Apr 8, '08Hello. To those of you who have done both CNM and direct-entry midwifery, how similar is the curriculum? Do both sides emphasize herbs/homeopathy? Thanks.
Apr 8, '08Smallwonders07,
I am an RN who is a California licensed midwife and a direct-entry midwifery educator. I have not done a CNM curriculum but have seen several. I would say there tends to be more variation between the curricula for direct-entry midwifery schools than there is between the various nurse-midwifery programs. And in answer to your specific question, you are unlikely to find much regarding herbs and/or homeopathy in CNM curricula. DEM pharmacology typically includes the study of the usual birth-related allopathic meds (Pitocin, methergine, antibiotics for GBS prophylaxis, cytotec for hemorrhage, etc.) as well as the study of alternative pharmacology, including herbs and homeopathy. However, some of the newer nurse-midwifery texts now make mention of alternative pharmacological methods, and I think that's very useful. Why shouldn't all of us midwives have equivalent knowledge in these and other areas?

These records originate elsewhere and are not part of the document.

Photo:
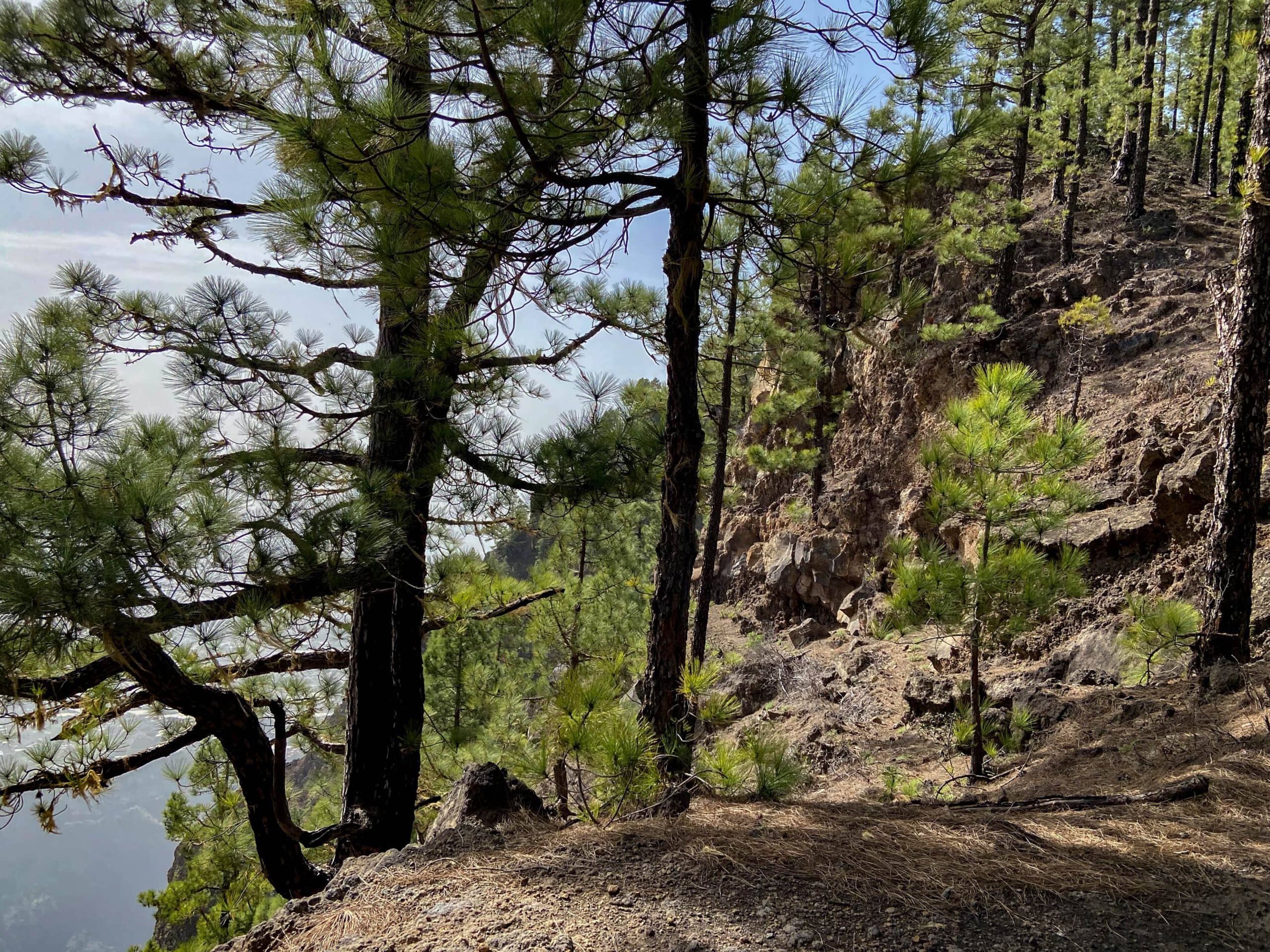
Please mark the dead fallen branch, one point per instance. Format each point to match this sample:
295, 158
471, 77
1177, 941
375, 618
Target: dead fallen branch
1183, 790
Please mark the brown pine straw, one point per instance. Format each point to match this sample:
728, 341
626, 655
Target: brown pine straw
856, 852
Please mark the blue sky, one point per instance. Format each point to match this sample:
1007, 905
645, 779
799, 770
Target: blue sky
36, 238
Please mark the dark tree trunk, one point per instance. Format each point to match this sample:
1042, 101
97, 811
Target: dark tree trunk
1240, 154
1178, 93
1223, 78
1008, 262
1198, 155
235, 725
1082, 137
1127, 159
821, 414
1058, 188
1164, 78
665, 708
385, 672
988, 88
976, 638
1040, 98
723, 427
1114, 46
1244, 329
1137, 201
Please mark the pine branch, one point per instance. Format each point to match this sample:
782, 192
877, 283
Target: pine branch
102, 772
62, 687
492, 363
515, 606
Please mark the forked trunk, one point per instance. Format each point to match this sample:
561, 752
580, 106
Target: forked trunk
718, 485
665, 708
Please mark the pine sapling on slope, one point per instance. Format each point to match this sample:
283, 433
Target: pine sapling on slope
1001, 470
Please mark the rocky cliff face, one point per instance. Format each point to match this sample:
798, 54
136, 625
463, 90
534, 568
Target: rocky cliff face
1148, 395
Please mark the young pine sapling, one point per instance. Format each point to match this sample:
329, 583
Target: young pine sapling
1001, 470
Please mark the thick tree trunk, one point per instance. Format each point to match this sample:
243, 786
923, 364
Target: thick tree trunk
1214, 146
385, 673
723, 427
1244, 330
1240, 154
665, 708
1198, 155
1137, 200
1008, 262
235, 725
1164, 78
1067, 249
1127, 159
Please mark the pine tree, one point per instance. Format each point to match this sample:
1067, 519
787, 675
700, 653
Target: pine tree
1206, 94
1005, 474
1245, 339
432, 225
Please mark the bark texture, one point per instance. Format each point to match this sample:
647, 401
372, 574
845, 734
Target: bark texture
1198, 155
665, 708
1008, 262
1214, 151
1067, 249
1244, 328
1137, 198
723, 427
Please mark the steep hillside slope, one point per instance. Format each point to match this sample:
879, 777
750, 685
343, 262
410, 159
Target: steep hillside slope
868, 856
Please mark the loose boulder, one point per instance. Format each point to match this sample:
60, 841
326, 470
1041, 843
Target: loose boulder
928, 695
806, 633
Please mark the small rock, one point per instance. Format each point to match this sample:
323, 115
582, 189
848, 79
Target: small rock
806, 633
928, 695
1225, 677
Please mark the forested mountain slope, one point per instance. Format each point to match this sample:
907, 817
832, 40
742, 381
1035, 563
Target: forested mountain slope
868, 855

Apr 9, '08As far as I have seen and heard, if as a CNM student I want to expand my knowledge base of alternative, herbal, or homeopathic treatments I will need to do that on my own. Some programs are beginning to make teeny tiny steps in that direction.
It is something that I would do though because I think that the women we serve would be better served if I had that knowledge and experiance to draw from also.
Apr 9, '08Nizhoni, Thanks for the reply. I didn't know direct entry midwives used things like pitocin and other drugs. I thought they weren't allowed to prescribe drugs?
Dec 16, '09I am now a senior and i am kind of "iffy" about what i would like to pursue in college. I also live in Maryland and i would like to know if not becoming a cnm and going directly into it would be a good idea. Should i even count it as an option?
Dec 28, '09I think if you plan on staying within the U.S. CNM is the most PRACTICAL route. However, it's worth it to note than in many other countries, DEM is the norm, not the outlier. In Australia, for instance, where midwives attend the vast majority of births, getting your bachelor's degree in midwifery as opposed to nursing is considered the best route to take because you spend more years learning the trade. You can also obtain a midwifery certificate after one year of post-BSN study, but getting the bachelor's in midwifery is preferred. In New Zealand, midwives must obtain midwifery degrees. In Britain, only nurses who specialized in adult health care can take a post-bachelor's course to become a midwife. Any other nurse specialization is required to take the whole three-year midwifery degree. in Canada, there are a bunch of four-year midwifery bachelor's programs. It seems like just like the metric system and the side of the road we drive on, America is determined to be contrary to the rest of the world However, with the exception of Canada (where salaries are about as high as the U.S.), midwife salaries are on par with other nurses with bachelor's degrees.